On a busy day, you’re barraged with tasks and details. The natural reaction is to swing away at them as they come, like you’re standing in a batting cage and the ball machine has gone crazy. But being purely reactive isn’t effective.
To be successful, you need to generate and cultivate prospects on an ongoing basis. So, you should have a system in place to prioritize lead-converting activities.
The first place to start is with your outbound communication. I often hear, “But Mike, I don’t have enough time.” The truth is, there’s always time to do the things you want or that you think are important. If you don’t have time for lead-converting activities, it’s because you haven’t made this task a priority.
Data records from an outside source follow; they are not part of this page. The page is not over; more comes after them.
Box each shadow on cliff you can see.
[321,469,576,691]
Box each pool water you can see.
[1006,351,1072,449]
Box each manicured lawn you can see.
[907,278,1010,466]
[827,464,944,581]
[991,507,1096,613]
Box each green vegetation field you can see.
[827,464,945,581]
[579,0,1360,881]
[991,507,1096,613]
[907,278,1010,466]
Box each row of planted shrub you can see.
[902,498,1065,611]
Start by committing one hour every day to reaching out to prospects. Make 20 calls—but do it at a time that will deliver best results. For example, starting the morning by calling people will not be as effective as reaching out to them in the afternoon, when prospects are more available. If you randomly plan to tackle outbound communication at a time when you would normally be working with customers—like weekends—you also set yourself up for failure. Evaluate your schedule and see how you can best allocate time for your proactive lead-converting activities.
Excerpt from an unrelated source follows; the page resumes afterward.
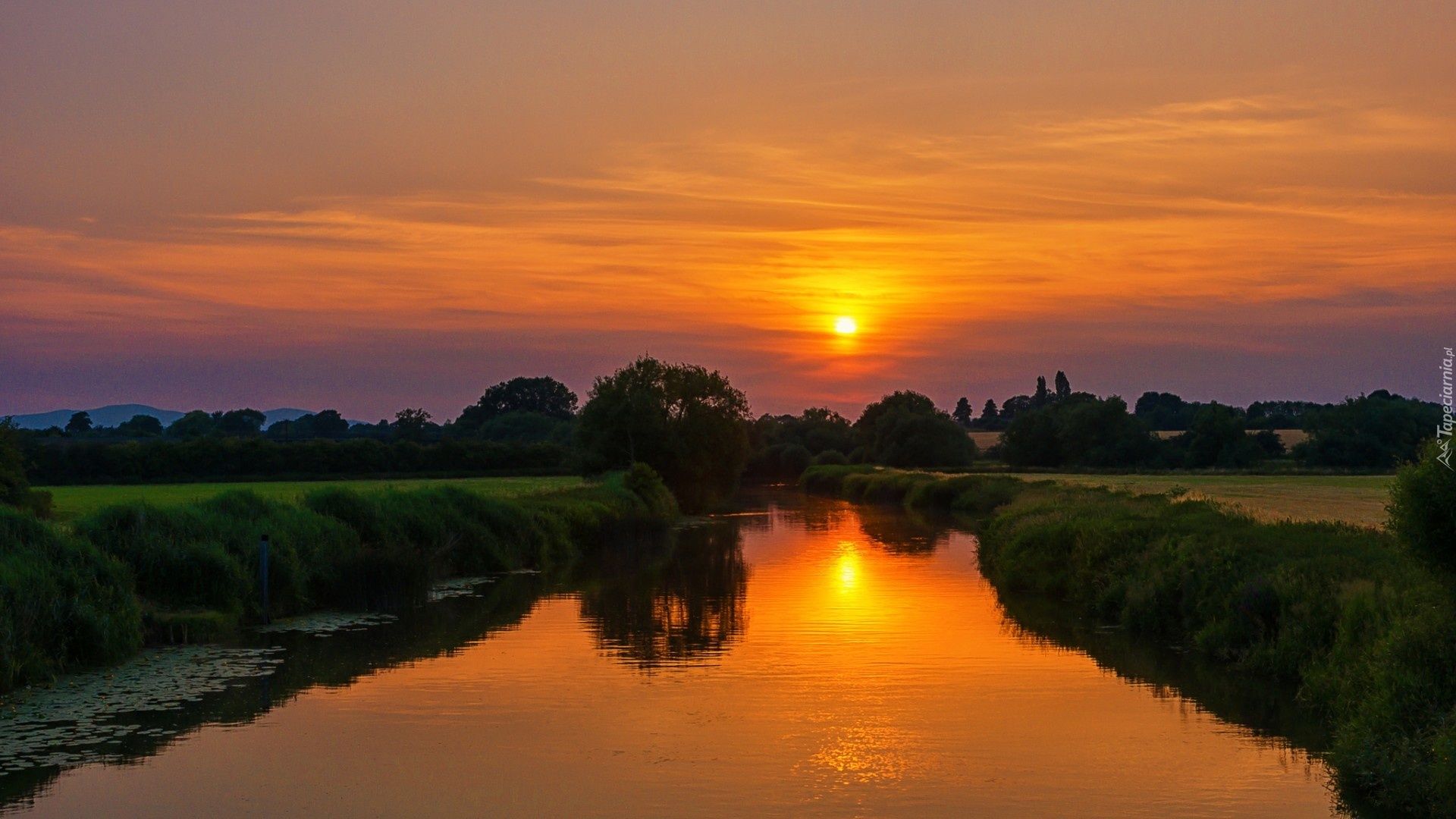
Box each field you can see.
[38,476,582,520]
[965,430,1309,450]
[1019,474,1395,528]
Now email is another story. You can send out your emails first thing in the morning, before heading to the office, or at the end of the day. Set aside the time, keep focused, and follow through. By dedicating just 30 minutes a day to emailing, you stay connected and demonstrate your responsiveness to prospects—two important factors in converting the lead.
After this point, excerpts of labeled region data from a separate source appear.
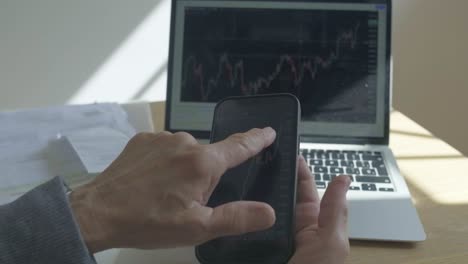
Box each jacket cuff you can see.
[0,177,96,264]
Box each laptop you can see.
[166,0,426,241]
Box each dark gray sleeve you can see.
[0,177,96,264]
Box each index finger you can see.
[319,176,351,233]
[207,127,276,170]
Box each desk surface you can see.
[97,103,468,264]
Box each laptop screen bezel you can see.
[165,0,392,145]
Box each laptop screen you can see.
[167,0,390,138]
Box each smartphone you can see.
[195,94,300,264]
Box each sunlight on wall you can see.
[390,112,468,205]
[67,0,171,104]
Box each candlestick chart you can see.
[180,8,378,123]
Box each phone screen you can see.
[196,94,300,263]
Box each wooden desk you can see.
[95,103,468,264]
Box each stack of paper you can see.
[0,104,135,204]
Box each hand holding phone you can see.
[196,94,300,264]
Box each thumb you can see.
[209,201,276,239]
[319,176,351,234]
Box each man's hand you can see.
[289,156,350,264]
[70,128,276,253]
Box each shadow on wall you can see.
[393,0,468,155]
[0,0,170,109]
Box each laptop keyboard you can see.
[301,149,395,192]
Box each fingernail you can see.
[263,127,276,135]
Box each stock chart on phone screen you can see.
[181,7,378,123]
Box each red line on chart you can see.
[183,23,360,101]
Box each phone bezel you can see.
[195,93,301,264]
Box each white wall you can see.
[0,0,468,154]
[393,0,468,155]
[0,0,170,109]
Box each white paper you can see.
[0,104,135,204]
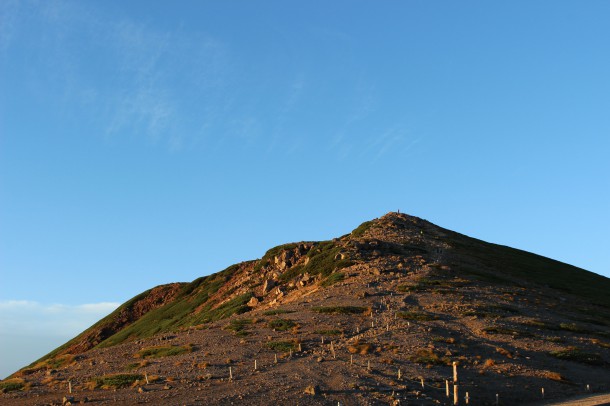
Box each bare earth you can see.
[0,213,610,406]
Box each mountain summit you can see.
[1,213,610,405]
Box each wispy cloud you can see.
[0,300,119,378]
[0,300,119,337]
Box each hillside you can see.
[2,213,610,405]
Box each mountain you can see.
[0,213,610,405]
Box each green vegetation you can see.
[312,306,367,314]
[93,374,144,389]
[0,378,26,392]
[396,312,438,321]
[266,341,297,352]
[254,243,299,271]
[320,272,345,287]
[279,241,354,282]
[447,238,610,307]
[135,344,193,358]
[269,319,296,331]
[549,347,604,365]
[352,220,375,238]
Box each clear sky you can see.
[0,0,610,376]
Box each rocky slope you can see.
[2,213,610,405]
Side note: To prioritize lead-converting activities, you need to evaluate the time you spend in meetings. Ask yourself if a particular meeting will help you accomplish your goal. If not, de-prioritize it and commit that time elsewhere. Don’t allow those distractions to take you off track, because they’ll eat up your valuable prospecting time like a piranha.
I’ve worked with many successful sales professionals, and there is always a common thread. They commit at least 20 percent of their time to prospecting, contacting people, and proactive lead-converting activities. They’re diligent, focused and they have a process.